Ein Mann, ein Wort. Das kennen wir aus alten Zeiten. “Hier stehe ich und kann nicht anders.“ Mit diesen Worten hatte Luther seine Fundamentalkritik an der Heiligen Römischen Kirche begründet.

Wir kennen das auch aus dem Kino - und vielleicht auch aus dem wirklichen Leben. Aber aus der Politik? Da sind Haltungen im Zeitalter der Talkshows und gestanzten Wahrheiten selten geworden.

Ole von Beust brauchte mehr als ein paar Worte auf dem Bildungsparteitag seiner CDU. Es war eine Anekdote aus seiner Kindheit, mit der der Bürgermeister den erregten Konvent mit einem Schlag auf seine Seite zog. Als kleiner Junge habe er die Aufnahmeprüfung fürs Gymnasium eigentlich nur bestanden, weil man den Sohn des Bezirksamtsleiters schwerlich durchfallen lassen konnte. Seine Botschaft: Er hatte Glück gehabt. Bildung und damit berufliche Chancen dürften aber nicht von Glück und Herkunft bestimmt werden.

Diese Anekdote zeigte auch den härtesten Kritikern: Die so umstrittene Primarschule ist für den Hamburger Bürgermeister nicht nur ein Kernstück des schwarz-grünen Koalitionsvertrags, sondern auch eine Grundsatzfrage - wenn man so will, eine Herzensangelegenheit.

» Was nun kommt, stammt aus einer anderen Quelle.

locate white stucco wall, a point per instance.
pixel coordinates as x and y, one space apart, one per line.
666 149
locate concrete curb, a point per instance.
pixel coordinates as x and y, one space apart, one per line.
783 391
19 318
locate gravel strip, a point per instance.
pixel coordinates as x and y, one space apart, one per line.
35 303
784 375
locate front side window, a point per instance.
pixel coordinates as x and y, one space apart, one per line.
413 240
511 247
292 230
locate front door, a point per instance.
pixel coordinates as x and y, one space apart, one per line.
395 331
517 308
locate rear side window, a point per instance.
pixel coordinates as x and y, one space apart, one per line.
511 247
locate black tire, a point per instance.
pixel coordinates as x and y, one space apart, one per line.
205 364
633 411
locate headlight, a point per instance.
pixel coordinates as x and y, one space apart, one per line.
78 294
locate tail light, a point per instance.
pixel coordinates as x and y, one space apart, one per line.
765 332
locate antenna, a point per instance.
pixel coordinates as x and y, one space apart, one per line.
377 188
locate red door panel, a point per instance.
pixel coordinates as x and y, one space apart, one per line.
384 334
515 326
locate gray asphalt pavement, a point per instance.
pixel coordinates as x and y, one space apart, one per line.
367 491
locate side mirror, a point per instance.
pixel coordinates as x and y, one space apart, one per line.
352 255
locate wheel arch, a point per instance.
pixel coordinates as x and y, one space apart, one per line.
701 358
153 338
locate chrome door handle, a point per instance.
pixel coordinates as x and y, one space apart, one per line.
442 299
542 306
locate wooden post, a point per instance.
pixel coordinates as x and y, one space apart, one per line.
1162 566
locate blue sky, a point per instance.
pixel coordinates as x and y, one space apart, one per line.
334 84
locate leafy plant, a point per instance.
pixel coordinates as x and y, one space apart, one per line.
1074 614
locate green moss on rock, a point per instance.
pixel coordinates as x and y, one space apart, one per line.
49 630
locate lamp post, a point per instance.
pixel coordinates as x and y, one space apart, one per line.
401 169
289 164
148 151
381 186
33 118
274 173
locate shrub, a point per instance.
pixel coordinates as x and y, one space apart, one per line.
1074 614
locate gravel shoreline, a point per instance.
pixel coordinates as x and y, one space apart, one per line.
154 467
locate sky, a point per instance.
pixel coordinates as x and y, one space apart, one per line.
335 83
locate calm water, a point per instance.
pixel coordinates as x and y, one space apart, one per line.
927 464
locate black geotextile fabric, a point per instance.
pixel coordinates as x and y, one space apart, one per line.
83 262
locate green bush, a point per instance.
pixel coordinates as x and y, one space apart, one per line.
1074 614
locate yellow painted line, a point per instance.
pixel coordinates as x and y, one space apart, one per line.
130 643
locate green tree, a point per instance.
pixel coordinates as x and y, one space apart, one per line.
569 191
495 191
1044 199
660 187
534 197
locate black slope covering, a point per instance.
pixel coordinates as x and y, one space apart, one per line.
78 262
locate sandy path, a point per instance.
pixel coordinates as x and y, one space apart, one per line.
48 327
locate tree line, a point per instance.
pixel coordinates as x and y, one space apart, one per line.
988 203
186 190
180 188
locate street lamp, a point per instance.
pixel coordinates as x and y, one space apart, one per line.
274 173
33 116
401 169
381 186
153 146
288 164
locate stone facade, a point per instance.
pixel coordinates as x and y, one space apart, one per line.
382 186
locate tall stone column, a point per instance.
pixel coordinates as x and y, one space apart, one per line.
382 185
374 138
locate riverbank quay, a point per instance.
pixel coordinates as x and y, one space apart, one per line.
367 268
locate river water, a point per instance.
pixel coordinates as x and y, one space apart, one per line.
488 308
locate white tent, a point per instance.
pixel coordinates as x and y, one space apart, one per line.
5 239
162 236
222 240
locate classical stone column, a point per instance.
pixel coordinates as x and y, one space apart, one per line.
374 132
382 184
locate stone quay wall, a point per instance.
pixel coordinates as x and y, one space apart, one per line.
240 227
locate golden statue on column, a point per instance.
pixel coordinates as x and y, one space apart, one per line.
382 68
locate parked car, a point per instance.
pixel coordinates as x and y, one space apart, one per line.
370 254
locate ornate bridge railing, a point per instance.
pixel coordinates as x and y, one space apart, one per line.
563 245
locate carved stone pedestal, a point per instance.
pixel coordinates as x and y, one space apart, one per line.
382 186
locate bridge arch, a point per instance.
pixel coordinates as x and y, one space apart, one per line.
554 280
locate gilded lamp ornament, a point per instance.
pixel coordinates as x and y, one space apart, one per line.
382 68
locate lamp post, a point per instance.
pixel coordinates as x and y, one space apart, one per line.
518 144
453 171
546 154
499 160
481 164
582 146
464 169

Das mag viele überraschen. Vor allem die, die den Mann nur als wendigen Machtpolitiker wahrnehmen - als etwa jenen, der 2001 entschlossen die Chance zum Machtwechsel nach 44 Jahren SPD-Herrschaft nutzte und dafür sogar ein Bündnis mit dem politischen Schmuddelkind Ronald Barnabas Schill in Kauf nahm. Oder als den, der schnurstracks die schwarz-grüne Karte zog, als die Wähler ihm 2008 die absolute Mehrheit genommen hatten und das auch noch auf sanften Druck von Kanzlerin Merkel, die sich diese Koalitionsmöglichkeit für den Bund offenhalten lassen wollte.

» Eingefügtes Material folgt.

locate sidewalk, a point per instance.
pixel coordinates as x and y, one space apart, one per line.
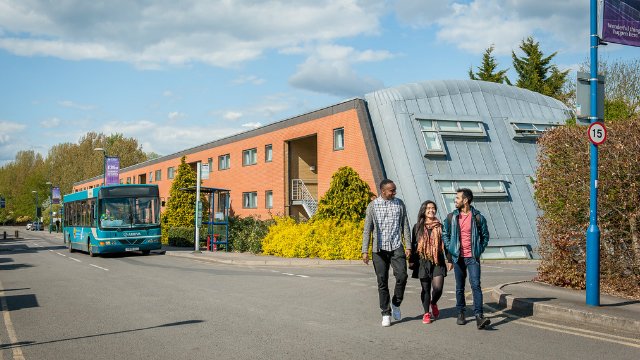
537 299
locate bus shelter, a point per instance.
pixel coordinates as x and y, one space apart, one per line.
216 218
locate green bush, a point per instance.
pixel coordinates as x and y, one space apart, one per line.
562 192
325 239
346 199
246 234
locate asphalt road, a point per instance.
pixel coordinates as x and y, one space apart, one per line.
58 305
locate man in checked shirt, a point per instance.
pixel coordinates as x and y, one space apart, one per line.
387 221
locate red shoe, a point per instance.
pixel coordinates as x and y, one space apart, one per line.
435 311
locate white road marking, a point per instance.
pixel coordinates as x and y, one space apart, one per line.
8 324
99 267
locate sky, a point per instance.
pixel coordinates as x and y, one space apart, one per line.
177 74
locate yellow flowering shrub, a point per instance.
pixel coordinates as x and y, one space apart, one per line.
325 239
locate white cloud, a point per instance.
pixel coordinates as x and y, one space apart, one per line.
249 79
50 123
152 34
252 125
473 26
232 115
74 105
329 69
176 116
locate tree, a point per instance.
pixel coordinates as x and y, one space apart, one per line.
487 71
347 197
180 210
536 73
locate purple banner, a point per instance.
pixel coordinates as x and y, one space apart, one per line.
55 195
621 22
113 171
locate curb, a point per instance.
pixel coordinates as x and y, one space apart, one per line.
282 262
529 308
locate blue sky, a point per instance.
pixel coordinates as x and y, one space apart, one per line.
176 74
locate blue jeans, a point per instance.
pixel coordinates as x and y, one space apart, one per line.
397 260
461 268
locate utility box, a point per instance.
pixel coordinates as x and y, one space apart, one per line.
583 96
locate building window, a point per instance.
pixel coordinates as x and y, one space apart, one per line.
224 162
250 200
249 157
480 188
268 153
528 130
338 139
268 199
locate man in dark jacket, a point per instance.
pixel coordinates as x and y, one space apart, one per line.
465 237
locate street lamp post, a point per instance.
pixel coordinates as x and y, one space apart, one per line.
50 204
36 199
104 164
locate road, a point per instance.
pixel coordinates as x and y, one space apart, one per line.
61 305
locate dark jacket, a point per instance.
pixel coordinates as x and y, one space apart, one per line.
451 234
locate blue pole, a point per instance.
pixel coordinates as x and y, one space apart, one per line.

Das "C" im Parteinamen bedeutet für den Mann christlich - und erst in zweiter Linie konservativ. Für die Schulpolitik heißt das für ihn: Chancengleichheit für alle. Und die kleinen Oles der 50er-Jahre heißen heute Mohammed oder Yasmina und Reza. Eine moderne, gerechte Politik schafft die Chancen für alle - und nicht die besten Chancen für die, die sowieso schon alle Chancen haben. Christlich heißt in diesem Sinne, dass man die Johanneums und Christianeums dieser Welt nicht ab-, sondern im Prinzip für alle schafft.

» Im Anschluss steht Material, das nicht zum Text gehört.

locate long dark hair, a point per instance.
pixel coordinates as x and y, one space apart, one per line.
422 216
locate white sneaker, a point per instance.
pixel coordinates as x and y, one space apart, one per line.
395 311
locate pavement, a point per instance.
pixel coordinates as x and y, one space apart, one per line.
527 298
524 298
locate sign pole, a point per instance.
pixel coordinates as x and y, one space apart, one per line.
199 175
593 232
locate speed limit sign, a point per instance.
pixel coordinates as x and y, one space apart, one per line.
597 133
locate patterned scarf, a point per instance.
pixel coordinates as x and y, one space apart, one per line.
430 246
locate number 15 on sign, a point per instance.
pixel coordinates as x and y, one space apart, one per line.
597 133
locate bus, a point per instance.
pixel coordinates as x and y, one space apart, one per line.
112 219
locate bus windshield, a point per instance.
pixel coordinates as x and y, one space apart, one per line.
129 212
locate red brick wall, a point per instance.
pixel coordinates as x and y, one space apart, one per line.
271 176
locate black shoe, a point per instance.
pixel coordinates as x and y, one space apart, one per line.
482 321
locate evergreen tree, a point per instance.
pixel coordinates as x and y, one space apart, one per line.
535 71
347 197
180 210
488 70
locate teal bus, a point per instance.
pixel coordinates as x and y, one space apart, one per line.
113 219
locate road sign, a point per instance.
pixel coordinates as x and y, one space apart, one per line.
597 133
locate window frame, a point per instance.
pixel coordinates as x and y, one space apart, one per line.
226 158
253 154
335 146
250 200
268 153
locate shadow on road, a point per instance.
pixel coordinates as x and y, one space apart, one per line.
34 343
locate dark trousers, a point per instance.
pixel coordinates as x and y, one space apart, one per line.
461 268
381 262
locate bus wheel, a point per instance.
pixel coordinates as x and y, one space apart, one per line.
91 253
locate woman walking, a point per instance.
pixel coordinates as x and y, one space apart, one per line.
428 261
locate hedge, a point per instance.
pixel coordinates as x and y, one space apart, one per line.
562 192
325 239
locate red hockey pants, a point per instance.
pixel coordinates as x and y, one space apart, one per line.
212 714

In diesem Sinne haben nicht nur einige Primarschulgegner vielleicht den Bürgermeister unterschätzt - das haben schon ganz andere getan. Erinnert sich noch einer daran, dass der frischgebackene CDU-Spitzenkandidat 1997 in der Drogenhilfe für Methadon-Programme eintrat, sich bis zuletzt für das Heroin-auf-Rezept-Konzept einsetzte? Den Dogmatikern in der Union gilt das noch heute als Teufelszeug. Für Ole von Beust war es eine Möglichkeit, Menschen zu helfen. In diesem Fall drogenabhängiger Menschen, die nicht selber die Kraft hatten, sich aus dem Sumpf zu befreien.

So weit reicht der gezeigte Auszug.